- Due to the nationwide network outage last week, Rogers said on Tuesday that it will compensate all impacted customers for up to five days of service.
- LPC Avocat, a Montreal-based legal firm, announced Monday that it has sought for permission to initiate a class-action lawsuit against the telecom giant.
Rogers stated on Tuesday that it would pay all impacted customers for up to five days of service due to last week’s nationwide network outage, which disrupted telephone and internet services.
In a statement, a Rogers spokesman termed the action a “first step,” but she made no mention of how much money, on average, each customer may anticipate getting back. The initial tweet from Rogers’ official Twitter account stated that all customers would receive credits for up to two days of service. This is an increase from that.
The spokeswoman declared, “We will continue to work around the clock to earn back Canadians’ trust.”
Additionally, Rogers has stated that it will “proactively credit all consumers automatically” through their accounts; this payment should appear on your bill the following month.

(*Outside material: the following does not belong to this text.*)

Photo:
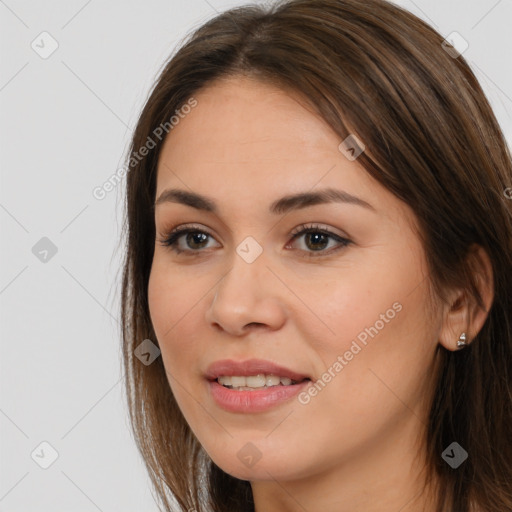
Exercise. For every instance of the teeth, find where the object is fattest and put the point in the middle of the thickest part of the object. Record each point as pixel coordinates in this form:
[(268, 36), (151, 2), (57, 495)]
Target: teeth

According to Dan Kelly, president and CEO of the Canadian Federation of Independent Businesses, businesses across Canada were severely impacted by the outage, and many suffered significant financial losses. Kelly made these remarks to the Canadian Press on Monday.
Kelly believes that business owners should receive a free month of Rogers service as compensation for the disruption.
“Every day of sales is essential in this recovery time,” he added. “There are businesses in Canada that have been closed for over 400 days entirely in various parts of Canada over the previous two years.”
LPC Avocat, a law firm with offices in Montreal, declared Monday that it has applied for approval to file a class-action lawsuit against the telecom giant.
Rogers is accused of violating Quebec’s consumer protection statute by failing to provide “an important service” on July 8 and 9, and the complaint is seeking $200 for impacted subscribers.
The lawsuit asks for an additional $200 and claims that Rogers’ claim that it has Canada’s “most reliable network” is a “false representation.”
All Quebec people who could not do specific financial operations, such as Interac payments and e-transfers as a result of the incident, as well as any Rogers, Fido, and Chatr Mobile users who were without service on Friday or Saturday, are covered by the action.
Some consumers in Ontario could not access certain services; thus, Rogers’ announcement to raise compensation is timely.
Rogers acknowledged that there were still “intermittent problems” in a statement.